¡Suban a la locomoción que los llevará a los placeres!

Ese fue el estribillo que la otra noche le escuché a un personaje que colgaba de la puerta de la locomoción que me acercaría hasta mi casa. Su voz ronca y entre cortada se mezclaba con el también sonido ronco del motor. Cuando el vehículo ya estaba atiborrado de pasajeros, el clown empezó la función.

Con un tono sarcástico decía: cuando les pregunte cómo están, a la cuenta de tres los de la fila izquierda van a hacer una gran ola, los de la derecha gritarán ¡muy bien! y los del centro incendian el bus. Je je je, exclamó el clown. Aunque la gente iba exhausta del trabajo y de sus quehaceres, una que otra risa empezaba a aflorar en medio de una multitud de rostros cansados.

Mientras esto sucedía, imaginaba que muchos de los que viajaban conmigo en ese desvencijado vehículo permanecían como si nada, entregados a la meditación de los asuntos de mayor relieve ocurridos en el día, como el notario que repasa los registros de nacimientos y decesos en el libro de anotaciones. No sé porqué, pero tenía la certeza de que presos de la rutina, los pasajeros subían hasta el “cerro placeres”, llenos de fatiga, después de una larga jornada. Esta intuición se hizo evidente cuando tras el uno, dos y tres del Clown un silencio casi indiferente y lúgubre inundó el vehículo. Nadie se rió. Tal vez no fue por falta de talento del Clown, pues le sobraba, sino porque tras la última detención del vehículo nos percatamos del robo del celular a una de las pasajeras recién llegadas al show. De modo que tras el largo silencio de desasosiego, y desconcierto siguieron unos lamentos de la nueva viajera.

Una mirada amable y algunas palabras de consuelo dirigidas hacia la mujer salieron del clown. Luego de que el vehículo empezara a recorrer el empinado cerro, y casi habiendo olvidado el incidente por los que allí estábamos, el clown se arregló sus prendas y como si la vida tuviera que continuar dijo: bien, es lamentable lo que ha pasado, pero al mal tiempo buena cara, y prosiguió el show.

En medio de la seriedad de unos y mientras otros reían a mandíbula batiente, el clown lograba lo que muchos de nosotros no habíamos podido hacer a lo largo del día. Hacer de las cosas ordinarias asuntos extraordinarios, deleitarse en los instantes y ocurrencias más triviales para extraer su savia, reír espontáneamente a pesar de que todos llevábamos loma a cuestas una que otra preocupación.

Cuando tuve que bajarme en la estación me sentí diferente, un poco más liviano, como cuando se llega de un viaje, pero, paradójicamente, sin equipaje. Desde entonces, cada vez que me dirijo a “lo placeres” recuerdo al Clown, ese ser parecido a Sísifo, pero con ropa pintarrajeada y con un pimpón en la nariz. El clown, creador de espacios alternos a la asfixiante cotidianidad, tiene el poder de hacer de sus creaciones una válvula de escape a las miradas miopes y acartonadas que hacemos de la realidad.
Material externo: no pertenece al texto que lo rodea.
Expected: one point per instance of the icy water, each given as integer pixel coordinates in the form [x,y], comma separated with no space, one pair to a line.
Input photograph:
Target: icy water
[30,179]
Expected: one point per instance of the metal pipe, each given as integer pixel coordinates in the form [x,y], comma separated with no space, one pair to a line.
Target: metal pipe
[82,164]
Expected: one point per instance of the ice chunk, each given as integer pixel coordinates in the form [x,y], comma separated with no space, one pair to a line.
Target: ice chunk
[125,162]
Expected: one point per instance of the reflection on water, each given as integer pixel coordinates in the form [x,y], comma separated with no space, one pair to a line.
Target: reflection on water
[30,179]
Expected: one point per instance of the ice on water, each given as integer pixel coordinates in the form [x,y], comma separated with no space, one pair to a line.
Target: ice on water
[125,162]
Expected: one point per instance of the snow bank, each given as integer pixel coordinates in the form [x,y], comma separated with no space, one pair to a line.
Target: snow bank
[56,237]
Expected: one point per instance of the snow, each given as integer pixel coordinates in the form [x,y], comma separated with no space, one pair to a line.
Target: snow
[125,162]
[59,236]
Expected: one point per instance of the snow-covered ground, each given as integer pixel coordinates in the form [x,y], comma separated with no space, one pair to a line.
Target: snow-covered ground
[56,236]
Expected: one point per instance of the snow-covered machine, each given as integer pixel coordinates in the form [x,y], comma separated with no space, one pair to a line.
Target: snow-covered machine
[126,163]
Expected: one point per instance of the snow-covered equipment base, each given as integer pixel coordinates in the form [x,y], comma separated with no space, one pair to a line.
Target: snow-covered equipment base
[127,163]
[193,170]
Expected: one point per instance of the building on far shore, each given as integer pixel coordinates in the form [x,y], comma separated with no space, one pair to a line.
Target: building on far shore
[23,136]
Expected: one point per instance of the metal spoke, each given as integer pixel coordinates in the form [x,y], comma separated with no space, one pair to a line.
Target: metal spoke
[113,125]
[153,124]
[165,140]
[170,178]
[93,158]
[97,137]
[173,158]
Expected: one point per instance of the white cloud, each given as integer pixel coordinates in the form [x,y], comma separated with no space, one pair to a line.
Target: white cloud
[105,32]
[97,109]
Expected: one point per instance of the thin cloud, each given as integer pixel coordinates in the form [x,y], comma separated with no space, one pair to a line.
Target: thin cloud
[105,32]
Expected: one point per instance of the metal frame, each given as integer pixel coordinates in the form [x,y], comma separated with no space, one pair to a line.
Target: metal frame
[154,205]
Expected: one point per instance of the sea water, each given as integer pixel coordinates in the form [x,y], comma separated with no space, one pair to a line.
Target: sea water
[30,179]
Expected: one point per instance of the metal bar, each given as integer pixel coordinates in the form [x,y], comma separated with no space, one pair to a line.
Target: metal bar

Inmunizado por unos instantes contra la fatiga y el aburrimiento, imaginaba mientras viajaba aquella noche al Clown teniendo que bajar del cerro al otro día para buscar el sustento. También, me parece ver al Clown de camino al cerro, cargando sobre sí su roca y la de los demás. Lleno de alegría por ser poseedor del gran don de la distensión del ánimo, inoculando a los demás el virus de la risa que les impermeabiliza contra la lluvia de los propios fantasmas, va pregonando ¡Suban a la locomoción que los llevará a los placeres.